Category: Micro- and Nanotechnologies
There is a great need to develop a device for infectious disease detection that is rapid, sensitive, and accurate. Current gold standard screening often involves fluorescence-based DNA amplification readings or antibody-based assays to confirm pathogen presence in either patient or environmental samples. These assay methods are robust but are often not rapid (fluorescence DNA amplification) or sensitive enough (lateral flow antibody-based assays). We have developed an alternative method, particle diffusometry (PD), where the presence of pathogens are detected by measuring changes in the diffusivity of fluorescent particles, which results from pathogen DNA amplification. V. cholerae, S. aureus, and K. pneumoniae are combined with specialized oligonucleotide primers, allowing for DNA amplification with loop-mediated isothermal amplification (LAMP). This amplification increases the length of polynucleotides in the solution, which in turn makes the fluid sample more viscous. Furthermore, by using biotinylated primers and streptavidin coated particles, an increase in particle size will occur due to the polynucleotides hybridizing and clustering the particles together. We suspend 220nm streptavidin coated particles in a fluid sample and image their Brownian motion with fluorescence microscopy. In the presence of amplified pathogen DNA, these particles exhibit slower Brownian motion, due to size and viscosity changes, indicating a change in the particle diffusion coefficient. PD calculates the diffusion coefficient of the particles by correlating successive particle images.

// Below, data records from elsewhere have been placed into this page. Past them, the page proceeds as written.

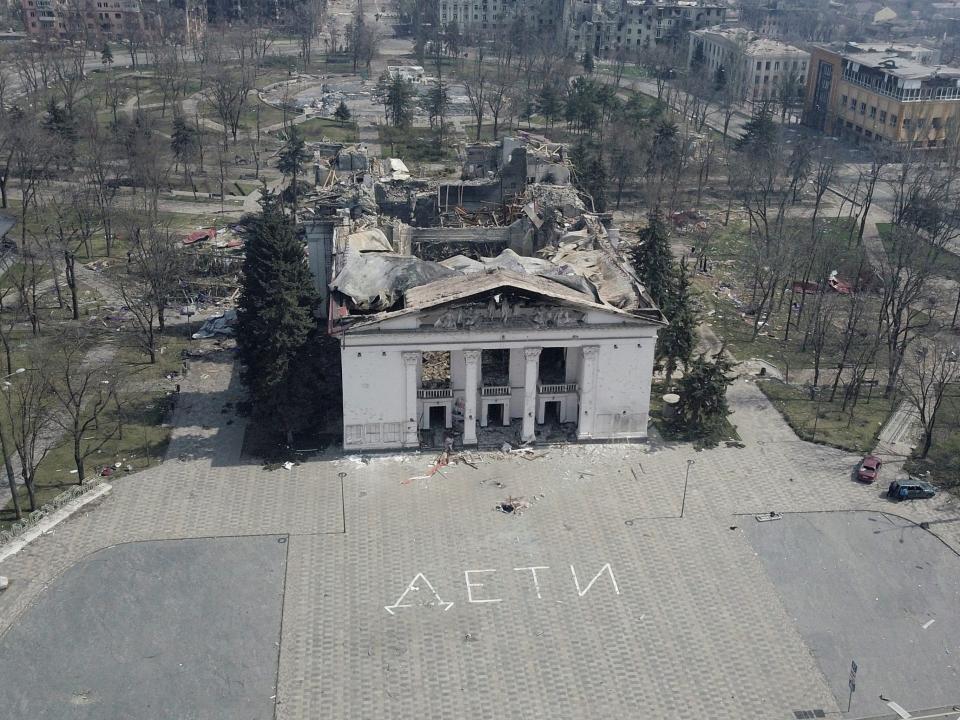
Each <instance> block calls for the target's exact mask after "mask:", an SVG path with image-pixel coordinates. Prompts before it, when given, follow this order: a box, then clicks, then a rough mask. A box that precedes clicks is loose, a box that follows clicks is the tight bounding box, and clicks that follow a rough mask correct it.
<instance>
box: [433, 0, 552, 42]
mask: <svg viewBox="0 0 960 720" xmlns="http://www.w3.org/2000/svg"><path fill="white" fill-rule="evenodd" d="M562 4H563V0H439V8H438V10H439V13H440V23H441V24H442V25H447V24H449V23H451V22H455V23H456V24H457V26H458V27H459V28H460V30H461V31H466V32H468V33H471V34H479V35H480V36H486V37H488V38H489V37H492V36H493V33H496V32H499V31H503V30H506V29H507V27H509V25H510V23H511V22H512V21H513V19H514V18H515V17H516V16H518V15H522V16H523V17H524V20H525V22H527V23H529V24H530V26H531V30H532V31H537V32H539V31H545V30H547V29H552V30H555V29H556V28H557V27H559V24H560V12H561V8H562Z"/></svg>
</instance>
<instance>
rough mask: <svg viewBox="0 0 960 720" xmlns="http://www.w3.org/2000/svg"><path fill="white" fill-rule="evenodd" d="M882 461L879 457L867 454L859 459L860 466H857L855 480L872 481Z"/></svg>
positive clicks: (879, 469) (873, 480)
mask: <svg viewBox="0 0 960 720" xmlns="http://www.w3.org/2000/svg"><path fill="white" fill-rule="evenodd" d="M881 465H883V463H882V462H881V461H880V458H878V457H876V456H874V455H867V456H866V457H865V458H864V459H863V460H861V461H860V467H858V468H857V480H859V481H860V482H865V483H872V482H874V481H875V480H876V479H877V477H879V475H880V466H881Z"/></svg>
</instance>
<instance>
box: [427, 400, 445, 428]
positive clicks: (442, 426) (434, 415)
mask: <svg viewBox="0 0 960 720" xmlns="http://www.w3.org/2000/svg"><path fill="white" fill-rule="evenodd" d="M429 420H430V429H431V430H443V429H445V428H446V427H447V409H446V408H445V407H444V406H443V405H434V406H432V407H431V408H430V416H429Z"/></svg>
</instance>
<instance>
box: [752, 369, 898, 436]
mask: <svg viewBox="0 0 960 720" xmlns="http://www.w3.org/2000/svg"><path fill="white" fill-rule="evenodd" d="M757 385H758V386H759V387H760V389H761V390H763V393H764V394H765V395H766V396H767V397H768V398H769V399H770V402H772V403H773V406H774V407H775V408H777V410H778V411H779V412H780V414H781V415H783V418H784V419H785V420H786V421H787V423H788V424H789V425H790V427H791V428H793V431H794V432H795V433H796V434H797V436H798V437H800V439H802V440H809V441H810V442H818V443H822V444H824V445H831V446H833V447H837V448H840V449H842V450H849V451H850V452H856V453H868V452H872V451H873V448H874V447H875V446H876V443H877V435H878V434H879V432H880V429H881V428H882V427H883V424H884V423H885V422H886V421H887V418H888V417H890V412H891V403H890V400H885V399H883V397H881V396H880V395H879V394H874V395H873V397H871V398H869V399H867V398H866V397H862V398H861V399H860V401H859V402H858V403H857V404H856V405H855V406H853V407H852V408H851V407H850V406H848V407H847V410H846V411H844V410H842V405H843V393H842V392H837V396H836V398H835V399H834V401H833V402H830V392H829V390H828V389H826V390H825V389H821V390H820V392H819V394H818V397H817V398H816V399H813V400H811V399H810V393H809V391H808V390H806V389H805V388H801V387H797V386H795V385H787V384H785V383H782V382H779V381H776V380H761V381H759V382H758V383H757Z"/></svg>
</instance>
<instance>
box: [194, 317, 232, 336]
mask: <svg viewBox="0 0 960 720" xmlns="http://www.w3.org/2000/svg"><path fill="white" fill-rule="evenodd" d="M236 322H237V311H236V310H226V311H224V312H222V313H220V314H219V315H215V316H213V317H212V318H210V319H209V320H207V321H206V322H205V323H204V324H203V325H202V326H201V327H200V329H199V330H198V331H197V332H195V333H194V334H193V335H192V336H191V337H193V339H194V340H206V339H207V338H212V337H216V336H217V335H226V336H227V337H231V336H232V335H233V332H234V330H233V326H234V324H235V323H236Z"/></svg>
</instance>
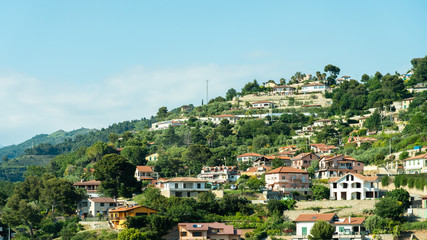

We compare PD measurements to traditional measurements of fluorescent molecule intercalation into amplified DNA and discuss the development of a point-of-care platform. PD measurements of polymerized DNA solutions are compared to quantitative fluorescence measurements (SYBR/ROX) over a concentration range of pure DNA spanning 1-100,000 cells/mL; concentrations which are relevant for a variety of bacterial strains in patient and environmental samples. From this we achieve a lower limit of detection of 1,000 DNA copies/reaction (using a 25 microliter LAMP reaction volume with a 20-minute limited amplification time). Further, we determine the change in diffusivity due to DNA amplification in the presence of whole cells for V. cholerae, K. pneumoniae, and S. aureus with a lower limit of detection of 1 cell/reaction (25 microliter LAMP reaction volume, 20-minute amplification time). We also successfully measure the diffusivity of amplified DNA from V. cholerae cells in environmental water sources, such as pond water, a common habitat for this bacterium.
With this initial framework in place, we translate PD from the microscope onto a smartphone-based detection platform, enabling diffusivity measurements to be performed at the point of care. PD algorithms are integrated into a smartphone application that captures images of particle movement, correlates the images, and outputs pathogen detection results. This portable platform will enable detection of pathogens at the point of care in less than 30-minutes.
Katherine Clayton– Postdoctoral Scholar, Purdue University, West Lafayette, IN
West Lafayette, IN
Dr. Katherine N. Clayton is a Postdoctoral Researcher with Dr. Tamara L. Kinzer-Ursem, Dr. Steven T. Wereley, and Dr. Jacqueline C. Linnes at Purdue University. She has a PhD in Mechanical Engineering from Purdue University and a B.S. and M.S. in Biomedical Engineering from California Polytechnic State University. She is passionate about the development and translation of quantitative devices for point-of-care disease diagnostics. Additionally, Katherine has experience in applying algorithms she developed for biotherapeutic analysis, nanoparticle sizing, and protein-protein interactions and has additional experience in novel bioconjugation techniques, optical device design, and paper-based microfluidics.